3. Başarı mümkün ama ben yapabileceğime inanmıyorum. Değerlerim doğrultusunda adım atmıyorum. Yeni beceriler edinmiyor ve gelişmiyorum. Olduğum yerde sayıyorum kısacası. Üstelik, eğer denemiş olsam yapabilecek olduğumu görmek çok kötü hissettiriyor.

4. Başarı mümkün değil ve ben yapabileceğime inanmıyorum. Değerlerim doğrultusunda adım atmıyorum. Kazandığım (!) tek şey “İyi ki çaba sarfetmedim, nasıl olsa geçemeyecektim.” demek olur. Fakat ne yeni beceriler edindim, ne bir arpa boyu yol katettim bu seçenekte. Sıfır noktasında kaldım. İyi hissetmiyorum.
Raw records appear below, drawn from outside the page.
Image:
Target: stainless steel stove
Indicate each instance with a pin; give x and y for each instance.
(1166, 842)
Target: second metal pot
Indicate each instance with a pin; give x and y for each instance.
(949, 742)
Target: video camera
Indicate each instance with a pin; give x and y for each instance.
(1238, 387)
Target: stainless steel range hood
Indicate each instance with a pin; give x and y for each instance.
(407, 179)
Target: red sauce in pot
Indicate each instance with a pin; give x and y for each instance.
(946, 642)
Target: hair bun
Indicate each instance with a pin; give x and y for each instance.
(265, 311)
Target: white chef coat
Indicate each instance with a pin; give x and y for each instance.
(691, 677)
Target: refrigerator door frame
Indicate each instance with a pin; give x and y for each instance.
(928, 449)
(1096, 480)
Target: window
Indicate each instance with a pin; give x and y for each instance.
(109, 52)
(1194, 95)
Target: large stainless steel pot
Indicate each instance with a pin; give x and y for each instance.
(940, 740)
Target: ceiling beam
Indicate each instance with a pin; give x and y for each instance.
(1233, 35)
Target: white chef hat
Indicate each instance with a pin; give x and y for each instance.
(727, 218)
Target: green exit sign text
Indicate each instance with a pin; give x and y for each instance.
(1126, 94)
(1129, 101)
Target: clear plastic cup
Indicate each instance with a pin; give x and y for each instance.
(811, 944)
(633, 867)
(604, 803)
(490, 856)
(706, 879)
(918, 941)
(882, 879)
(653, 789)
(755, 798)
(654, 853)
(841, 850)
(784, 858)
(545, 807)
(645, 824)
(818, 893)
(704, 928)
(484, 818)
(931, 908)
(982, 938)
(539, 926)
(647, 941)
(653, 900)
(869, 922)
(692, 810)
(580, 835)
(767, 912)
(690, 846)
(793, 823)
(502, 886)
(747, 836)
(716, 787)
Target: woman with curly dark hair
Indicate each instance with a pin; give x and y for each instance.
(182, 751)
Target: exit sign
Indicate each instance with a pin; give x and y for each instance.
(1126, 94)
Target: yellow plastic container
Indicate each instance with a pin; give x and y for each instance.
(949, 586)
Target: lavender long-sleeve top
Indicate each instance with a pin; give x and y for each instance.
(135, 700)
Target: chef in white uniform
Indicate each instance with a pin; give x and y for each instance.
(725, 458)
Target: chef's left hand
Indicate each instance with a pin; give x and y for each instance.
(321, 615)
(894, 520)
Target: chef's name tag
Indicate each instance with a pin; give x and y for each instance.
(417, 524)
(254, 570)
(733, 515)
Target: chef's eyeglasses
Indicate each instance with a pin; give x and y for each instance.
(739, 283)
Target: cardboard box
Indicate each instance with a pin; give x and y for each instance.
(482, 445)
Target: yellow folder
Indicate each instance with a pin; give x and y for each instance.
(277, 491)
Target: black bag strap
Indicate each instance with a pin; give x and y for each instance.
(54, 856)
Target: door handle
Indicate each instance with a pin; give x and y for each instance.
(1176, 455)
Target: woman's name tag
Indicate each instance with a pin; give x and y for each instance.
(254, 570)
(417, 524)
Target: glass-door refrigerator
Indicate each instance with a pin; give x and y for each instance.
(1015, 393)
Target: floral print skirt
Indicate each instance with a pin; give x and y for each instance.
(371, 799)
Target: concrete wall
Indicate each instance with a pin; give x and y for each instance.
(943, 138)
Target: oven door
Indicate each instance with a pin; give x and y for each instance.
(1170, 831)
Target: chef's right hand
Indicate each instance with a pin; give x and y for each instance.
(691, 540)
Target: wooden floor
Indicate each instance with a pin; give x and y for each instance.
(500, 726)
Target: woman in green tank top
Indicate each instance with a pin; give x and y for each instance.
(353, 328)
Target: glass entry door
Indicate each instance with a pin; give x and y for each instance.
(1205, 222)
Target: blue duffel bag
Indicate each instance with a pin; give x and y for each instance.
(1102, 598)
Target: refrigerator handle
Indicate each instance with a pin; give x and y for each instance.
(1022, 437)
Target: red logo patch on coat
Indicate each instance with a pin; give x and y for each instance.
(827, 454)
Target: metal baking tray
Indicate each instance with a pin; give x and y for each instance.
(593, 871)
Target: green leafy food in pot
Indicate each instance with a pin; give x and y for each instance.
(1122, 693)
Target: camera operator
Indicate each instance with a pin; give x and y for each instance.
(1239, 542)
İhtimaller analizi, zihnimde bir şimşek çaktırıyor. Henry James ne güzel söylemiş diyorum:
“Bir kez deneyene kadar, neyi yapamayacağını bilemezsin.”.
Üstelik mesele yapıp yapamamak da değil, MESELE YOL KATETMEK. ŞU AN OLDUĞUN NOKTADAN BİR ARPA BOYU İLERLEYEBİLMEK. Bunun yegane yolu da DENEMEKTEN geçiyor.
-Ece

Benim bu dönem bu çılgın dersi geçme hikayem işte tam da bu analize dayanıyor. O olmasa ne yapardım bilmem 🙂
Bu paylaşımın birincil amacı, yapamayacağından şüphe edenlere ekrandan uzanıp şunları söyleyebilmek:
“Lütfen dene. Bir adım at. Göreceksin, hayat başarı ya da başarısızlıklardan değil, birbiri üstüne eklenen öğrenme deneyimlerinden ibaret.”.